As someone who frequently reports on agriculture, how much does a reporter need to understand the mechanics and economics of agriculture to write about? And how did you learn about it?
Every time I visit a farmer I learn something new. For instance, Chris Sayer showed me how he’d planted a few Haas avocado trees between his lemons, when he was experimenting with avocados as a crop. Haas trees have a lazy habit of draping their limbs down on the ground, but because these trees were competing with the lemons for light they grew up toward the sun ─ a happy accidental discovery from planting trees “too close.” That’s fascinating, or me at least, but way too arcane to include in the story.
I don’t think you need to know all those factoids to be write about farming, but you do need to follow the basic rules of journalism and seek out nonpartisan experts to help you figure out what you are looking at.
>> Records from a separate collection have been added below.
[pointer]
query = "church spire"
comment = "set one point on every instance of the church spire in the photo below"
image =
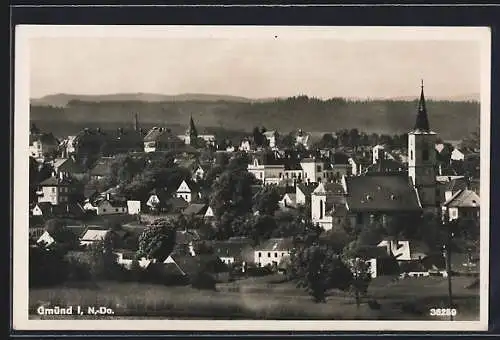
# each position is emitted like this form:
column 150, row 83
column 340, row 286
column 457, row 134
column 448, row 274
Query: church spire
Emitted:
column 136, row 122
column 422, row 122
column 192, row 129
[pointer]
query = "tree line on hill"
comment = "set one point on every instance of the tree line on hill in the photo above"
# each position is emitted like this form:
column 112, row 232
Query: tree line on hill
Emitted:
column 311, row 114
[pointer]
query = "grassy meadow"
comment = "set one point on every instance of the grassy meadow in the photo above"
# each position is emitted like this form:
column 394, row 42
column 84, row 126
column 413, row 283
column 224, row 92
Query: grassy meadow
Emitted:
column 260, row 298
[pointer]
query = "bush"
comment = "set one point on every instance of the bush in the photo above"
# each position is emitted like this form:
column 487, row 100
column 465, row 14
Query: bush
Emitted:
column 203, row 280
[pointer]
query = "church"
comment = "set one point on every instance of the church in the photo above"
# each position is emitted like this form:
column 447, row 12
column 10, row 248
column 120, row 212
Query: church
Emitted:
column 386, row 197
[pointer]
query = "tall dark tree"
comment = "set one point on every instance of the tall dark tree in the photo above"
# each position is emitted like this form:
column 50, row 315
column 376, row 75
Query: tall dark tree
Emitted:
column 318, row 269
column 157, row 241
It’s strange, but when journalists write about food and agriculture they will often call up experts who work for advocacy organizations, rather than seeking out more impartial experts at universities. There’s this thing called an “agricultural economist” who can cut through all the moralizing and show a reporter which policy solutions are most likely to work and why. There are thousands of ag scientists that we pay with our tax dollars who are happy to show journalists the evidence to determine which food arguments have merit and which are BS. I do find it strange that I see so many stories published that basically perpetrate myths about food and farming. Why not just call up an academic or two for a gut check? If health reporters only called medical schools for comments on half their stories they’d be in trouble.
You live in Berkley, a land of farmers markets and farm-to-table restaurants. Do locals understand the profound ways that climate change will affect not only California agriculture but their lives as shoppers and diners?
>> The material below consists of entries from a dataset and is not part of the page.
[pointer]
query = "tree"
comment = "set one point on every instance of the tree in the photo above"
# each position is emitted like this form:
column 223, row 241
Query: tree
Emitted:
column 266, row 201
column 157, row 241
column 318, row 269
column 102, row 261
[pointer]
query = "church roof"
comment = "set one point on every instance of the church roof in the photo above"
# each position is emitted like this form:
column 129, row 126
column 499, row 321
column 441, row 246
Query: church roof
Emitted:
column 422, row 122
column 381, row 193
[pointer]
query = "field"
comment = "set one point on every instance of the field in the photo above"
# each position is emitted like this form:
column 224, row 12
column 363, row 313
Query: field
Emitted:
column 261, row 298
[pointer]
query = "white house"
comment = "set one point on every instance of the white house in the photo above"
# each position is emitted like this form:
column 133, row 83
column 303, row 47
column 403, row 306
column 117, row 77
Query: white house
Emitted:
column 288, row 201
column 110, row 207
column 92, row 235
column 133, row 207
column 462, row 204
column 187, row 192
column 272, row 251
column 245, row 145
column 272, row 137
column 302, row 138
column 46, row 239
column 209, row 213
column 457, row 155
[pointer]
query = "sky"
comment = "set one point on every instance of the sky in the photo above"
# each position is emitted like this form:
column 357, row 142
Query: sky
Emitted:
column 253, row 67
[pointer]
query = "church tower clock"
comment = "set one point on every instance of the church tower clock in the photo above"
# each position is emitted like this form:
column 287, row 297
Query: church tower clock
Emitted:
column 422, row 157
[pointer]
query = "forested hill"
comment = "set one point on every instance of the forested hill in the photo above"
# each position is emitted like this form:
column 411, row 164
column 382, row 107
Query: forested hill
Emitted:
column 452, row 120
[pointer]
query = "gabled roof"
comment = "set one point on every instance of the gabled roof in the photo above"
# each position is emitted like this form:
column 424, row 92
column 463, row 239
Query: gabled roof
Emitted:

There’s certainly ample concern. And people talked a lot about it, especially during the drought. But just like the farmers we are trapped within our own systems, we could just as soon switch to eating prickly pears as ask farmers to start growing them Our diets are determined by tradition, prices, availability, the recipes that we learned to cook, the meaning we learned to ascribe to different foods. Markets and culture are more salient than climate change for the farmers, and that’s also true for the eaters. Even in Berkeley.
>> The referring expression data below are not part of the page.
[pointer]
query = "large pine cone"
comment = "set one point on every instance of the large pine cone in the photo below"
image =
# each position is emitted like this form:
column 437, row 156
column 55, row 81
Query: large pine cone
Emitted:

You wrote a fantastic book called Unseen City, about introducing your daughter to the wonders of nature by helping make nature less abstract to her. Do you and your wife think you’ll speak with your daughter about climate change?
We have two daughters now, and my older kid, Josephine, is 6, which is old enough to understand climate change. I’ve talked through the science with her both in the context of the Earth and in thinking about terraforming other planets—which was a much more exciting proposition for her. She liked the analogy of a puffy jacket getting thicker and thicker and warming up a planet. It doesn’t feel any more abstract than the notion of pollution—she can’t see that the car exhaust is dirty, but she understands that it is, and that it also contains gases that make the Earth’s atmospheric jacket thicker. She doesn’t understand the collective action problem, or the various policy prescriptions, and she hasn’t mastered the levers of international political economics. But wait until she’s 12.